Flexibility
Flexible hazard functions and a wide range of parameterising options make it possible to simulate vastly different scenarios in a diverse set of populations, from the most simple situation to very complex ones. Modellers can also calibrate the model to either empirical or hypothetical demographics and choose what they believe is the most appropriate structure of the sexual network. Furthermore, the model consists of independent yet interactive event functions, so that modellers can append, remove or modify events with minimal adaptations. One can extend Simpact with additional events or elaborate hazard functions to test hypotheses of unknown effects, such as unpredictable human reactions to new HIV prevention or treatment interventions.
Heterogeneity in behaviours
Heterogeneity is inherent in all aspects of HIV transmission, prevention and treatment in sexual networks. Examples of heterogeneity include differences in human sexual behaviour, susceptibility to HIV infection, survival after HIV infection, and acceptance of ART. Consequently, the impact and efficiency of HIV prevention and treatment options may vary across individuals and subpopulations.
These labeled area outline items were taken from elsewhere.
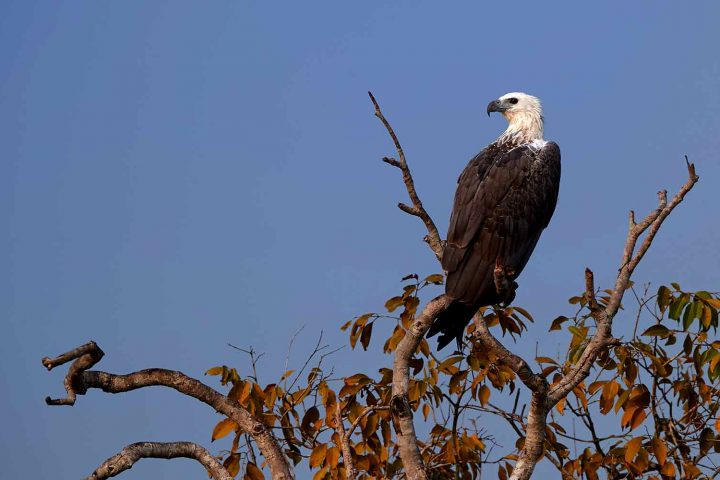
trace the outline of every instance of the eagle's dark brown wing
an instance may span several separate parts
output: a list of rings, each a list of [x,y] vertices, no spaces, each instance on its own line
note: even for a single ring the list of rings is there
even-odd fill
[[[520,274],[552,217],[559,185],[560,149],[554,142],[493,144],[476,155],[455,193],[443,252],[445,292],[469,310],[499,303],[496,262]],[[464,329],[469,318],[457,321]],[[441,330],[442,324],[433,325],[429,333]]]

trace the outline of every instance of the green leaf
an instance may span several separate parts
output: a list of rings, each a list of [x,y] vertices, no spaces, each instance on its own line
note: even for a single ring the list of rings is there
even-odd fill
[[[670,295],[669,288],[667,288],[665,285],[658,288],[657,304],[661,312],[665,312],[665,309],[668,307],[668,305],[670,305],[671,299],[672,296]]]

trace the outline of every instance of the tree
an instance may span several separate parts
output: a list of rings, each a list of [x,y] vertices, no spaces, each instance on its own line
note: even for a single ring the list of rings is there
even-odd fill
[[[442,239],[423,208],[400,142],[370,98],[397,150],[397,159],[383,161],[402,172],[411,200],[399,208],[422,220],[425,241],[441,259]],[[229,450],[219,457],[188,442],[132,444],[89,479],[115,476],[150,457],[193,458],[215,479],[242,472],[254,480],[264,478],[263,470],[273,479],[290,479],[305,460],[315,479],[459,479],[483,471],[527,479],[543,459],[566,479],[595,479],[601,473],[614,479],[713,477],[720,473],[720,341],[713,341],[710,331],[717,331],[720,297],[674,283],[651,292],[632,282],[663,222],[698,181],[694,165],[687,162],[687,170],[688,180],[670,200],[659,192],[657,208],[640,221],[630,212],[612,288],[596,288],[593,273],[585,270],[582,293],[570,299],[575,313],[558,316],[550,326],[568,337],[567,351],[537,356],[537,368],[497,338],[498,333],[520,336],[533,322],[518,306],[481,309],[467,329],[464,351],[440,358],[424,336],[450,300],[443,294],[420,305],[425,289],[442,284],[443,275],[413,274],[385,303],[387,313],[366,313],[341,327],[352,348],[359,344],[366,350],[373,327],[394,322],[383,344],[392,368],[382,368],[379,376],[358,372],[334,378],[323,365],[332,352],[321,336],[304,365],[286,368],[273,383],[261,384],[257,374],[241,378],[229,366],[210,368],[206,374],[217,376],[227,389],[221,393],[177,371],[91,370],[103,352],[90,342],[43,359],[48,370],[72,362],[65,377],[67,397],[46,402],[73,405],[77,395],[92,388],[122,393],[164,386],[224,416],[212,431],[213,441],[232,436]],[[623,300],[636,303],[634,315],[630,307],[623,309]],[[621,310],[634,319],[626,338],[613,335]],[[243,351],[254,366],[258,353]],[[482,426],[487,415],[503,419],[515,432],[514,451],[495,452],[494,437]],[[606,419],[598,422],[599,416]]]

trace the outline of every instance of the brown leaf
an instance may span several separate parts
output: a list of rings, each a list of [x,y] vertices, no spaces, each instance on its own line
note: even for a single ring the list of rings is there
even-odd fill
[[[370,345],[370,337],[372,336],[372,326],[375,322],[370,322],[363,327],[362,334],[360,335],[360,343],[363,346],[363,350],[367,351],[368,345]]]
[[[635,437],[625,445],[625,461],[632,463],[642,447],[643,437]]]
[[[223,367],[213,367],[207,372],[205,372],[205,375],[220,375],[222,374]]]
[[[665,465],[663,465],[662,470],[660,470],[660,473],[665,477],[675,478],[675,464],[672,462],[666,462]]]
[[[441,273],[434,273],[425,277],[427,283],[434,283],[435,285],[442,285],[443,276]]]
[[[217,425],[215,425],[215,428],[213,429],[213,434],[211,437],[211,441],[214,442],[215,440],[219,438],[223,438],[230,432],[234,432],[237,430],[238,424],[235,423],[234,420],[231,420],[229,418],[226,418],[224,420],[220,420]]]
[[[480,405],[483,407],[487,405],[487,402],[490,401],[490,389],[487,385],[482,385],[478,389],[478,401],[480,402]]]
[[[262,470],[252,462],[248,462],[245,467],[245,478],[243,480],[265,480]]]
[[[310,467],[319,467],[325,461],[325,454],[327,453],[327,445],[321,443],[313,449],[310,454]]]
[[[385,302],[385,308],[387,308],[388,312],[392,312],[392,311],[396,310],[403,303],[404,303],[404,300],[402,297],[392,297],[387,302]]]
[[[307,412],[305,412],[300,428],[308,433],[312,433],[308,430],[311,428],[314,429],[315,422],[317,422],[318,419],[320,419],[320,410],[318,410],[316,406],[312,406],[307,409]]]
[[[661,466],[665,465],[665,461],[667,460],[667,445],[665,445],[665,442],[660,440],[659,437],[653,438],[653,453],[658,463]]]
[[[228,458],[223,462],[223,467],[225,467],[225,470],[227,470],[231,477],[240,473],[240,454],[233,453],[228,455]]]

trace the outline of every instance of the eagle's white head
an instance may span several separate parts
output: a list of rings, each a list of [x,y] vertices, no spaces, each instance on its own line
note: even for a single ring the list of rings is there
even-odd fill
[[[487,113],[500,112],[508,128],[498,141],[523,144],[543,139],[543,116],[540,99],[522,92],[506,93],[488,104]]]

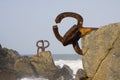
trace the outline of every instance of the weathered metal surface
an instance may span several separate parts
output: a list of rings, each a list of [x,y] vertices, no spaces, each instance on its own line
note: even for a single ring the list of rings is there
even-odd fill
[[[72,44],[73,45],[73,48],[74,50],[82,55],[82,50],[80,49],[79,47],[79,44],[78,44],[78,40],[85,36],[88,32],[92,31],[92,30],[96,30],[98,28],[84,28],[82,25],[83,25],[83,18],[81,15],[77,14],[77,13],[73,13],[73,12],[64,12],[64,13],[61,13],[59,14],[56,19],[55,19],[55,22],[56,23],[60,23],[62,21],[63,18],[66,18],[66,17],[73,17],[75,19],[77,19],[77,24],[72,26],[66,33],[65,35],[62,37],[60,34],[59,34],[59,31],[58,31],[58,27],[57,25],[54,25],[53,26],[53,32],[56,36],[56,38],[64,45],[64,46],[67,46],[69,44]]]

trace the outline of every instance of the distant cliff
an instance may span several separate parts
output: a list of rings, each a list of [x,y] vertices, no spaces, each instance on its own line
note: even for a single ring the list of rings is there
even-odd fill
[[[102,26],[82,38],[88,80],[120,80],[120,23]]]

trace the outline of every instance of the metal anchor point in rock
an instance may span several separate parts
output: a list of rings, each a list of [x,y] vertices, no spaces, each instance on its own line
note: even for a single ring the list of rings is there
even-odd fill
[[[88,32],[91,32],[92,30],[97,30],[98,28],[84,28],[83,25],[83,18],[81,15],[77,14],[77,13],[73,13],[73,12],[64,12],[59,14],[56,19],[55,22],[56,23],[60,23],[62,21],[63,18],[66,17],[73,17],[75,19],[77,19],[77,24],[73,25],[66,33],[64,36],[61,36],[59,34],[58,31],[58,27],[57,25],[53,26],[53,32],[56,36],[56,38],[64,45],[67,46],[69,44],[73,45],[74,50],[80,54],[83,55],[82,50],[79,47],[78,44],[78,40],[85,36]]]
[[[47,45],[45,46],[45,43],[47,43]],[[41,45],[40,45],[41,44]],[[41,49],[41,52],[45,52],[45,48],[49,47],[50,43],[47,40],[39,40],[36,42],[36,46],[37,46],[37,56],[39,56],[39,49]]]

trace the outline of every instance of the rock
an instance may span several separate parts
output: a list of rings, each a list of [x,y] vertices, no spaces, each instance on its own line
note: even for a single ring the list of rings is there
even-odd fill
[[[40,56],[24,57],[16,61],[14,69],[22,76],[42,76],[52,80],[57,67],[50,51],[41,52]]]
[[[120,23],[84,36],[82,51],[83,67],[90,80],[120,79]]]
[[[78,69],[76,75],[75,75],[75,80],[87,80],[87,74],[83,69]]]
[[[15,61],[20,57],[17,51],[7,48],[2,48],[0,45],[0,69],[12,69]]]
[[[0,80],[17,80],[17,74],[12,70],[1,70],[0,71]]]
[[[69,66],[64,65],[62,69],[58,69],[54,75],[54,80],[72,80],[73,71]]]

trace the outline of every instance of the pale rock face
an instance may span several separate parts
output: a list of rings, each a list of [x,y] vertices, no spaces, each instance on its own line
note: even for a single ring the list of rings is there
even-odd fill
[[[82,38],[83,67],[90,80],[120,79],[120,23],[102,26]]]

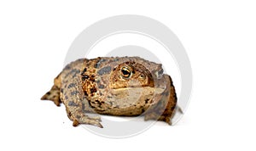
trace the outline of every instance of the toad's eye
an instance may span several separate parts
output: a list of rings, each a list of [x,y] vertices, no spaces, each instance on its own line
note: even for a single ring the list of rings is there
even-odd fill
[[[130,77],[131,75],[131,70],[127,67],[123,67],[121,69],[121,74],[122,74],[122,76],[124,76],[125,78]]]

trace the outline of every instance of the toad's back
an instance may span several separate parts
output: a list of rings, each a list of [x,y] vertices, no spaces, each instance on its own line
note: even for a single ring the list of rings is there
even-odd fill
[[[63,103],[73,126],[100,127],[100,117],[85,113],[147,113],[147,120],[171,123],[177,102],[172,79],[163,75],[161,64],[138,57],[78,59],[63,69],[42,99],[53,100],[58,106]]]

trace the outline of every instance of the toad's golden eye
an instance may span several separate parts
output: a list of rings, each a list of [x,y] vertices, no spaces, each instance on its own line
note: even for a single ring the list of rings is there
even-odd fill
[[[130,77],[131,75],[130,69],[125,66],[121,69],[121,73],[122,73],[122,76],[125,78]]]

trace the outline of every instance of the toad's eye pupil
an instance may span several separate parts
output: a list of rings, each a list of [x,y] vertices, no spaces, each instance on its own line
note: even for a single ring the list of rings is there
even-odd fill
[[[125,77],[129,77],[131,76],[131,71],[126,67],[122,68],[122,75]]]

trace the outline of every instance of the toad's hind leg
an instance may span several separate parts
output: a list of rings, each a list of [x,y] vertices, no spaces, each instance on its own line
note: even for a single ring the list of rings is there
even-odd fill
[[[60,106],[61,103],[60,98],[61,84],[61,73],[55,78],[54,86],[41,98],[41,100],[51,100],[55,103],[55,105]]]

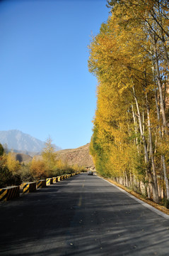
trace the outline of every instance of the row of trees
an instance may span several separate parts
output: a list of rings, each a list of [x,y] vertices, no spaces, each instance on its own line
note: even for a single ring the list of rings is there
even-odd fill
[[[15,154],[6,152],[0,144],[0,188],[83,170],[82,166],[69,166],[59,159],[50,138],[47,139],[41,155],[33,157],[27,164],[16,161]]]
[[[89,46],[98,78],[91,153],[96,169],[159,203],[169,201],[169,4],[107,1]]]

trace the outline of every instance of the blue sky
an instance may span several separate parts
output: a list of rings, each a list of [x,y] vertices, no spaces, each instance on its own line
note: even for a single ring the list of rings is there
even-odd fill
[[[90,142],[96,78],[88,46],[106,0],[0,2],[0,130],[16,129],[62,149]]]

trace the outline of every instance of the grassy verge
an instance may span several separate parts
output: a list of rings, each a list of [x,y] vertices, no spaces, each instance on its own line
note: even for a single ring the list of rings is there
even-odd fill
[[[153,207],[156,208],[156,209],[162,211],[163,213],[169,215],[169,209],[166,208],[165,206],[161,206],[161,205],[159,205],[158,203],[156,203],[153,202],[152,201],[149,200],[148,198],[144,198],[143,196],[141,196],[141,195],[140,195],[140,194],[139,194],[139,193],[137,193],[136,192],[134,192],[133,191],[124,187],[122,185],[120,185],[120,184],[117,183],[117,182],[112,181],[111,178],[105,178],[105,177],[102,177],[102,176],[100,176],[100,177],[103,178],[106,181],[112,183],[112,184],[115,184],[117,186],[124,189],[125,191],[129,193],[131,195],[135,196],[136,198],[141,200],[142,201],[144,201],[144,202],[145,202],[146,203],[148,203],[151,206],[153,206]]]

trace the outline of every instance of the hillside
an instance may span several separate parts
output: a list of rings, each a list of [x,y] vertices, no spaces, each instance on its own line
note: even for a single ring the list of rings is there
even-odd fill
[[[9,150],[13,149],[15,152],[25,153],[31,156],[35,153],[40,152],[45,146],[44,142],[17,129],[0,131],[0,143],[6,145]],[[61,149],[57,146],[55,147],[57,150]]]
[[[94,168],[92,156],[89,154],[89,145],[80,146],[74,149],[64,149],[58,151],[58,158],[67,162],[69,165],[78,164],[85,167]]]

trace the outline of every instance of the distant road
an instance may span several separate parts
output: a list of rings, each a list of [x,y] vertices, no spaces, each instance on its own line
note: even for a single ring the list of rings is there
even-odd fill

Simpact's ability to take into account various sources of heterogeneity makes it a powerful tool to explore which individuals in the population are least and most likely to benefit from planned interventions. This information can help to inform monitoring and evaluation strategies and additional measurements to optimise health equity in the population.
Continuous time
Unlike other agent-based models of HIV, Simpact is a continuous time algorithm. That is, instead of several events occurring every time step (one day, one week, one year, etc.), one event occurs at a time. This means that our simulation has a fine-grain sense of time and can model effects that occur over a short period of time and long period of time in the same simulation.